Electron beam radiation is used in the prior art to cure a coating material after it has been applied to a substrate. “Curing” is a common name for the process in which an organic coating applied to a substrate is polymerized to or nearly to the maximum extent practical, and in addition, curing drives off of all or nearly all of the solvent if any is present. The curing of a coating may involve polymerization from monomers, or the chain lengthening (cross linking) of oligomers or polymers, or any combination thereof. The average molecular weight of the polymer chains is increased, and any solvents which might be present are largely driven off. Electron beam curing may be defined as the above curing process induced by electron beam irradiation. Solvents are frequently not present in electron beam cured formulations, and therefore are frequently not driven off in the curing process. In electron beam curing, the electron beam ionizes specific molecules, which initiate a free radical reaction in the uncured coating and causes polymer cross linking (increasing average polymer molecular weight). A typical example of electron beam curing is in U.S. Pat. No. 4,452,374, granted to Hitchcock et al. In this patent, the polymer coating is cured by “cross linking the (polymer) via the use of conventional high energy electron beam irradiation techniques”. Many other examples exist in the patent literature and published references. However, the curing treatments are stopped when full polymerization is reached or approached. This is because added energy, whether thermal, electron beam, or other, will begin to break polymer bonds, shorten chain length, reduce average molecular weight, and deteriorate the coating properties if energy application is continued beyond the point of full polymerization. Such property deterioration may include embrittlement, loss of strength, adhesion failure, and or yellowing of the polymer coating. With no nearby reactive materials present to continue the polymerization process, application of added energy causes the polymers to simply undergo a scission process in which chains are shortened and average molecular weight decreases.

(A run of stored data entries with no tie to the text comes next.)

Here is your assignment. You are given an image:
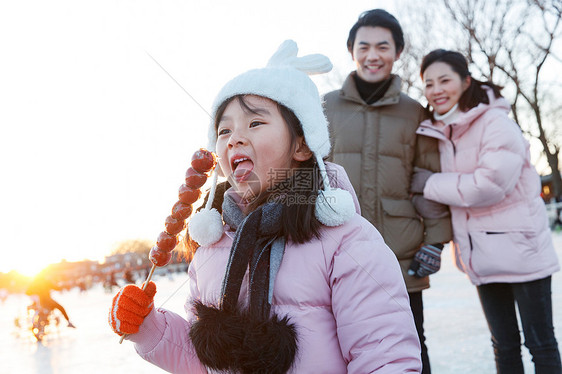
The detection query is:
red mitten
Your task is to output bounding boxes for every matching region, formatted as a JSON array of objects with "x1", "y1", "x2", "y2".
[{"x1": 108, "y1": 281, "x2": 157, "y2": 336}]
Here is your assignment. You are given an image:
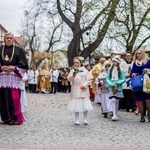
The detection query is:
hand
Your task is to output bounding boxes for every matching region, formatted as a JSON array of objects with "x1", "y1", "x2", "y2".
[
  {"x1": 1, "y1": 66, "x2": 10, "y2": 72},
  {"x1": 143, "y1": 68, "x2": 150, "y2": 73},
  {"x1": 132, "y1": 73, "x2": 138, "y2": 77},
  {"x1": 111, "y1": 83, "x2": 115, "y2": 87},
  {"x1": 111, "y1": 83, "x2": 118, "y2": 87},
  {"x1": 126, "y1": 74, "x2": 130, "y2": 78},
  {"x1": 114, "y1": 82, "x2": 118, "y2": 85},
  {"x1": 8, "y1": 65, "x2": 15, "y2": 71},
  {"x1": 81, "y1": 86, "x2": 86, "y2": 90},
  {"x1": 73, "y1": 72, "x2": 77, "y2": 77}
]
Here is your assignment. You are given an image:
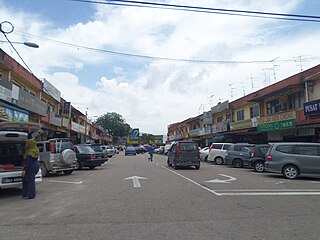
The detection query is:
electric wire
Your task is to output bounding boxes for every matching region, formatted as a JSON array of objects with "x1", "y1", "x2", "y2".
[{"x1": 69, "y1": 0, "x2": 320, "y2": 23}]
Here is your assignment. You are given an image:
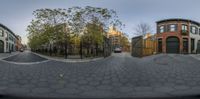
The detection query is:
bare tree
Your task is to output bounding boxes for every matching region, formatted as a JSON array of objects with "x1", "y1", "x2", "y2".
[{"x1": 134, "y1": 22, "x2": 152, "y2": 36}]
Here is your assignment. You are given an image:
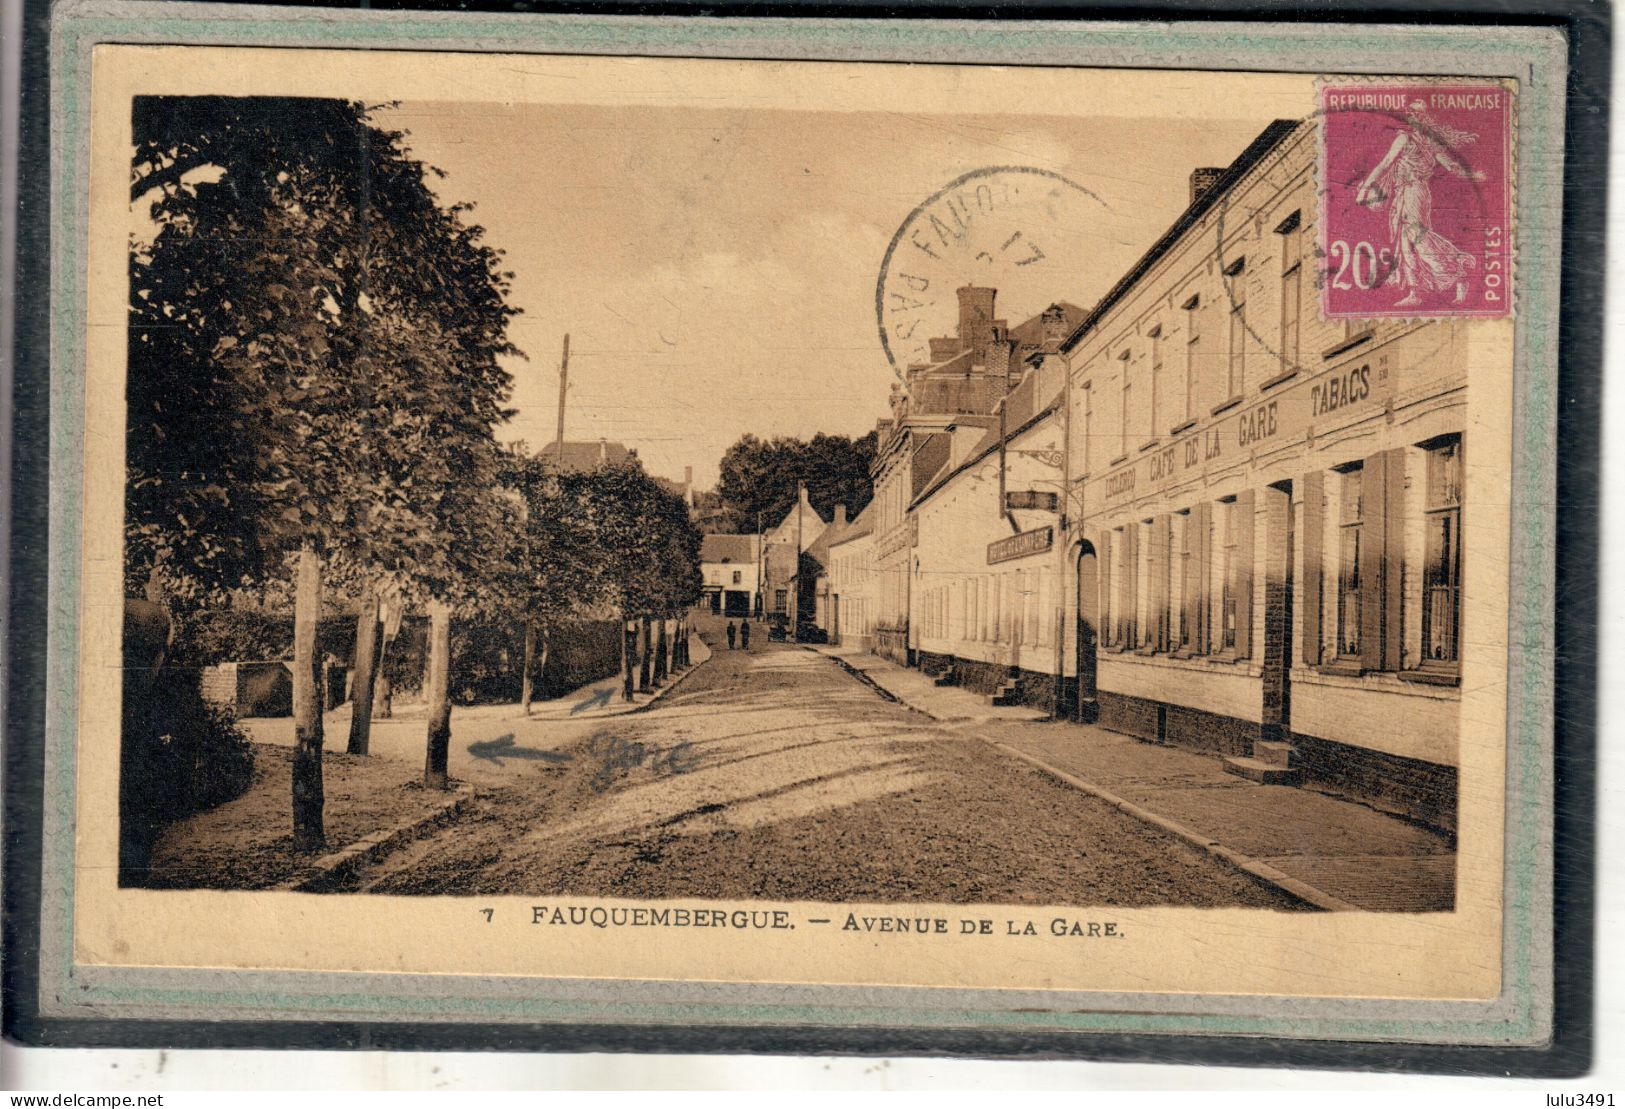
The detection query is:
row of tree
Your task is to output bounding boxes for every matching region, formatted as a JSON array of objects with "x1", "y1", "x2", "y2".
[
  {"x1": 715, "y1": 431, "x2": 877, "y2": 534},
  {"x1": 126, "y1": 96, "x2": 699, "y2": 853}
]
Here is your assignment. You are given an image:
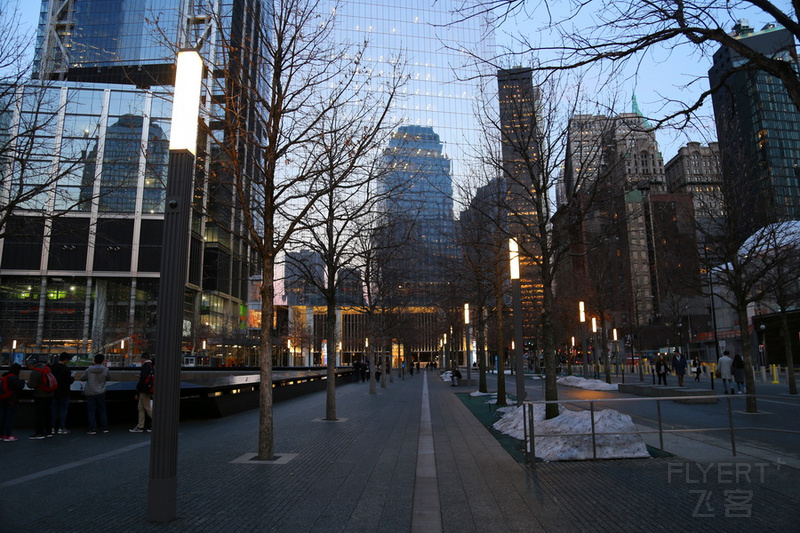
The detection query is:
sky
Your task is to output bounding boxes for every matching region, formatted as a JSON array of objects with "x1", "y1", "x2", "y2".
[{"x1": 11, "y1": 1, "x2": 781, "y2": 162}]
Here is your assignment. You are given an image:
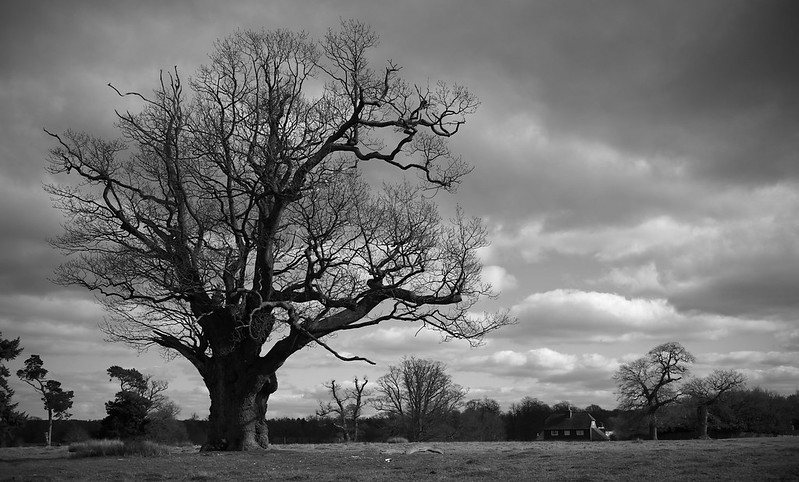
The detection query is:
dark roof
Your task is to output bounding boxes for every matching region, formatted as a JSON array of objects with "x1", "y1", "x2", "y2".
[{"x1": 543, "y1": 411, "x2": 596, "y2": 430}]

Polymer coatings which are applied as fully polymerized materials do not receive a curing step after they are applied to a metal substrate. In extrusion coating, a polymer which has already been fully polymerized is melted and extruded onto the metal surface. A small amount of additional heating may be used to assure that the molten polymer flows into microscopic porosity in the substrate, but no further polymerization takes place, and no additional heating or irradiation is applied to cure the coating, drive off solvents, or further polymerize the coating molecules. In powder coating, fully polymerized powdered polymers are applied to the substrate, and then heated to melt them into a coherent mass and induce adhesion to the substrate. Again, however, no further polymerization takes place, and no heating or irradiation is applied to cure the coating, drive off solvents, or further polymerize the coating molecules.
Coating processes most commonly used commercially at the present time require solvent based systems that generate vapors. In order to provide a more environmentally acceptable coating process not requiring any solvents, extrusion coating of thermoplastic polymers onto metal surfaces has been proposed. Some prior art patents disclosing extrusion coating onto metal include Smith et al. U.S. Pat. No. 5,407,702; Levendusky et al. U.S. Pat. No. 5,919,517; Hitchock et al. U.S. Pat. No. 4,452,374; and Schmid et al. U.S. Pat. Nos. 5,942,285 and 6,153,264.
Extrusion coated aluminum alloy sheet performs adequately for some purposes. However, the highly ductile nature of thermoplastic polymers leads to problems when the polymer coated sheet is formed into end panels for food and beverage containers. The first problem, called “feathering” or “membraning”, occurs when the thermoplastic coating separates from the metal when a pull tab or stay on tab is opened. A thin sheet of the separated coating is visible, either partially covering the container spout or sticking out from the opened panel. A second problem is called “angel hair”, in which polymer coating pushed into the score line on the end panel forms fine filaments when the end is opened, thereby creating an undesirable appearance. The fine filaments of coating are free to enter the container through the opening or to enter the consumer's mouth. Angel hair sometimes also forms at the peripheral edges of polymer coated metal disk blanks for can bodies and at the top edges of polymer coated can bodies.
Accordingly, there still remains a need to provide polymer coated metal sheet having improved resistance to feathering and angel hair formation when the coated sheet is shaped into container end panels.
A principal objective of the present invention is to provide a process for making a metal-polymer composite including a polymer coating having scissioned polymer chains in order to improve resistance to feathering and angel hair formation.
Some advantages of the invention are that the process is inexpensive, can be performed quickly, and is capable of being operated without generating pollutants.
Additional objectives and advantages of our invention will become apparent to persons skilled in the art from the following detailed description of some particularly preferred embodiments.